1. Nov 24, 2013

### hokhani

Why do we often treat the electromagnetic radiation effects on Hamiltonian of a matter as a perturbation? In the other words, why the effects of radiation is so little that is treated as a perturbation?

2. Nov 24, 2013

### Staff: Mentor

You can calculate the electric field strength in atoms and in electromagnetic waves (both with classical formulas) - in many setups, the waves are a very small contributions (<<0.1%).

3. Nov 24, 2013

### Meir Achuz

Each extra photon brings in a factor e^2, which equals 1/137 so "radiation is so little that is treated as a perturbation."

4. Nov 24, 2013

### hokhani

Ok, Thanks. But we have a great number of photons that seem to affect the system significantly. How about that? Am I wrong about that?

5. Nov 24, 2013

### Staff: Mentor

Did you calculate the values I suggested?

6. Nov 25, 2013

### hokhani

In a very simple model, we can take the electric field of an atom proportional to $q/r^2$ in which q is the charge of nucleus and r is distance from its center.

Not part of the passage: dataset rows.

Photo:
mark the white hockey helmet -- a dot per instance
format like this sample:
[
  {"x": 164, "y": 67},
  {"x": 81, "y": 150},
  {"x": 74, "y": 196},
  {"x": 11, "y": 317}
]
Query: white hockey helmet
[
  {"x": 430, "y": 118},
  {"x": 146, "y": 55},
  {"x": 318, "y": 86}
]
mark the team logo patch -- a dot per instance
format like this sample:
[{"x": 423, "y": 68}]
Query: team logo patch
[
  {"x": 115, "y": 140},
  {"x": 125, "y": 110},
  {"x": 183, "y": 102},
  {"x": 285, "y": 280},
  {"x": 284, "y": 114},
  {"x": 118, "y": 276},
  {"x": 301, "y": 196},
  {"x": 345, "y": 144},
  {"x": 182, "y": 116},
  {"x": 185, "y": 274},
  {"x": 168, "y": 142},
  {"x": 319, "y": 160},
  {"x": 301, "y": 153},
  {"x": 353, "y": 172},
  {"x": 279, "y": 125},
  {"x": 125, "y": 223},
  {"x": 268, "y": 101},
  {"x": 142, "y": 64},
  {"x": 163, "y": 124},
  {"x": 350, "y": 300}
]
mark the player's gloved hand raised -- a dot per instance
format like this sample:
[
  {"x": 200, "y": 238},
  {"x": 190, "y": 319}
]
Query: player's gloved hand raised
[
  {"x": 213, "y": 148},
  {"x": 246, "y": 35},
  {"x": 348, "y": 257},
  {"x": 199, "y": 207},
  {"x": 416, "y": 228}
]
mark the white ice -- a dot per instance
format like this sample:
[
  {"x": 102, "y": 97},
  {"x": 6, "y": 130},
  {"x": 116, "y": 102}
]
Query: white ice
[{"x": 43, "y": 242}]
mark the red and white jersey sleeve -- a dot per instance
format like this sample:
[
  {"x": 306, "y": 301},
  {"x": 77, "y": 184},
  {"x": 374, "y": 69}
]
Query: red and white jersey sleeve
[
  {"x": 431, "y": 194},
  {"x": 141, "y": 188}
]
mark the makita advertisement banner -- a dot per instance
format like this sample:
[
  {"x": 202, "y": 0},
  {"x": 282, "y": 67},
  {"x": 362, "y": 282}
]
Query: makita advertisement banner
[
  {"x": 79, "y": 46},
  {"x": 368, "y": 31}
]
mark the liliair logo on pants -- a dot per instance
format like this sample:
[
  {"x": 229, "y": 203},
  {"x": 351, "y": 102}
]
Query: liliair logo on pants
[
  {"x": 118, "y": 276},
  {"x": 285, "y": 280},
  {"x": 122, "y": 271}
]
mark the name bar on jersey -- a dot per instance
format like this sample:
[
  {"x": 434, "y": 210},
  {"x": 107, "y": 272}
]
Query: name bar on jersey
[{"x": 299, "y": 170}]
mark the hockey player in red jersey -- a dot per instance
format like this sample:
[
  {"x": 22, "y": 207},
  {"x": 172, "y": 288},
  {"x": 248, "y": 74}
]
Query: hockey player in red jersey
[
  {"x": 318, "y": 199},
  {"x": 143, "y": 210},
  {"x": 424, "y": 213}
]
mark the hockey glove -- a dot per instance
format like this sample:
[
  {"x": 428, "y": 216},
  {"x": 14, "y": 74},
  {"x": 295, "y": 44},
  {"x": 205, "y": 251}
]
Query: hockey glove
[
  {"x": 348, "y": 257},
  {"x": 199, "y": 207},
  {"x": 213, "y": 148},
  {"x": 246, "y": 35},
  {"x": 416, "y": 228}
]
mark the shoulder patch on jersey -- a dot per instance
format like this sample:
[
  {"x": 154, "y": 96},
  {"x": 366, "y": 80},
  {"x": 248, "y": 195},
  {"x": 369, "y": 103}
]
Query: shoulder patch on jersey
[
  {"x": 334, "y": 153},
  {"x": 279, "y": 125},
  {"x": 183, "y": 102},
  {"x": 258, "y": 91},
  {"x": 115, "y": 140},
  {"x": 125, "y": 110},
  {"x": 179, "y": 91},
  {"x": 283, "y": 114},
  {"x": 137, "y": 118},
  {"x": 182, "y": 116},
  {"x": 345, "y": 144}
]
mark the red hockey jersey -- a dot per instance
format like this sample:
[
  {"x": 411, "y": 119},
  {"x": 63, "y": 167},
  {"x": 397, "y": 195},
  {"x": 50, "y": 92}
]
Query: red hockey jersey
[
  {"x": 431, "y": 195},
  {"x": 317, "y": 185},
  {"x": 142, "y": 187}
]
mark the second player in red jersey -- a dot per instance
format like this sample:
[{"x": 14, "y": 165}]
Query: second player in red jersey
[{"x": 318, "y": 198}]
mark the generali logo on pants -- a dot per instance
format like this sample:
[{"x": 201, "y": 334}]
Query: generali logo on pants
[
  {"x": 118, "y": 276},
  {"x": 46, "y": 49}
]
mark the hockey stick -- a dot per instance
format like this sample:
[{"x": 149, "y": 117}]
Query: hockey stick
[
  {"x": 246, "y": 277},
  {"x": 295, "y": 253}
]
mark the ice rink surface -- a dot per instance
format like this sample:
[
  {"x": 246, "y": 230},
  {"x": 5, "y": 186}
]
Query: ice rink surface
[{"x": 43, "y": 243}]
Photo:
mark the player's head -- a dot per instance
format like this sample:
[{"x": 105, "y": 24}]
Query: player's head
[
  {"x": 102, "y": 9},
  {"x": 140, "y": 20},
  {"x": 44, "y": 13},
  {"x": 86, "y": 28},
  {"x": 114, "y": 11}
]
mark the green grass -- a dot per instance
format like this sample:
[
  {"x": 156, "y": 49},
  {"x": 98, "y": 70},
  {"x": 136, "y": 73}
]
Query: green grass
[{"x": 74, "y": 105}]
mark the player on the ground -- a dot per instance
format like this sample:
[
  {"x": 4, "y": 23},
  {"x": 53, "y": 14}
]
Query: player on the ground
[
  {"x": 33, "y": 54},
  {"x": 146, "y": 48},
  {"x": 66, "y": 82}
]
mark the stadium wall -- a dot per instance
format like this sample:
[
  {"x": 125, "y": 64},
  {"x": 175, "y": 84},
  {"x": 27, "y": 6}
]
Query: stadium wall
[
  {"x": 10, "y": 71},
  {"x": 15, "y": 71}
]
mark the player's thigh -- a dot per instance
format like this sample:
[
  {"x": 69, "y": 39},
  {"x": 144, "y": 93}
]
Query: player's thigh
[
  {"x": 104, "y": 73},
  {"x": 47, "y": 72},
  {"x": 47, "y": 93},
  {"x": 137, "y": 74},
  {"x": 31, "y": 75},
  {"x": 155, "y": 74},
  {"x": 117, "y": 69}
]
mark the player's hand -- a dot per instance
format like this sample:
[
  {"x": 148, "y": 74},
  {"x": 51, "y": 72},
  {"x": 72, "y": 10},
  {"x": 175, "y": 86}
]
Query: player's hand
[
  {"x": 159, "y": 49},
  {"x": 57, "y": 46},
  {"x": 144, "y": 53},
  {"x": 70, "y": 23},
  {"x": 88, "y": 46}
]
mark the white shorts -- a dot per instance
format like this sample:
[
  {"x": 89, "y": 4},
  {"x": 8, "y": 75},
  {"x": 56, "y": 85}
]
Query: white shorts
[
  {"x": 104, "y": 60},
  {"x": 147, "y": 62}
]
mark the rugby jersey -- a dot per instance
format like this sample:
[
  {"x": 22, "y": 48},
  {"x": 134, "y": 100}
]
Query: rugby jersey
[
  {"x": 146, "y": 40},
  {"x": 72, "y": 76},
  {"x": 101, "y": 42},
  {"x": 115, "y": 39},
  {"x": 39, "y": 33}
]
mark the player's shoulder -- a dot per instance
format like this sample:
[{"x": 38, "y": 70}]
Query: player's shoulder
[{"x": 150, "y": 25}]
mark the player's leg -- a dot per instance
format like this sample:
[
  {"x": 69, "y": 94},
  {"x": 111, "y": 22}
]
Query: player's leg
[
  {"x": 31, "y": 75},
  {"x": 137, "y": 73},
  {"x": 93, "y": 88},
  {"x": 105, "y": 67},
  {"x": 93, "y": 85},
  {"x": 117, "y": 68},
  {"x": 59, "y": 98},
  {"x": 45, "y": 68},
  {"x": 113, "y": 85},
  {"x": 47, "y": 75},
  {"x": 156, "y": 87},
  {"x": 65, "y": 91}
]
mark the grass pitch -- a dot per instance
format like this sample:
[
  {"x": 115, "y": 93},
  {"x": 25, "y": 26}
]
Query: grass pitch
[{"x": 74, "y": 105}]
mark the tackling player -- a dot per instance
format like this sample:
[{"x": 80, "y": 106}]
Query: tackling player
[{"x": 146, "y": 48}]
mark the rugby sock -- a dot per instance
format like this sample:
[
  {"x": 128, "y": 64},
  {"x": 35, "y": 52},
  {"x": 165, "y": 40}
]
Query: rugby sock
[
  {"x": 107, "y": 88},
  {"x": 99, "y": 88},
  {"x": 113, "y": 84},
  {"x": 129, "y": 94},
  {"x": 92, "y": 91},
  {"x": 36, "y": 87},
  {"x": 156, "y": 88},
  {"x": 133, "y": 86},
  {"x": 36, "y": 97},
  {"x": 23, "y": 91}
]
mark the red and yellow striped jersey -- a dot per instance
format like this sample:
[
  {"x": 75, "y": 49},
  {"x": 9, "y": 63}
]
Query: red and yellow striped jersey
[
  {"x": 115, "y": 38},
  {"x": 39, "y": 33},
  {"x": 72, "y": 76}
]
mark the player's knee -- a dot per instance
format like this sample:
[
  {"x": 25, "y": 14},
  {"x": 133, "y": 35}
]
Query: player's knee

An electromagnetic wave is $E=E_0 exp(-i\omega t)$.I think we can consider $E_0$ as large as possible; can't we? Could you please guide me If I am wrong?

7. Nov 26, 2013

### Staff: Mentor

E0 can be very large, but then you need really powerful, focused lasers, and the perturbative approach does not work any more.

The energy density of an electric field in vacuum is $\frac{\epsilon}{2} E^2$. Take a typical, weak laser with 1mW/mm^2, calculate the energy density, and calculate the average electric field based on that. The value is somewhere at a few V/cm.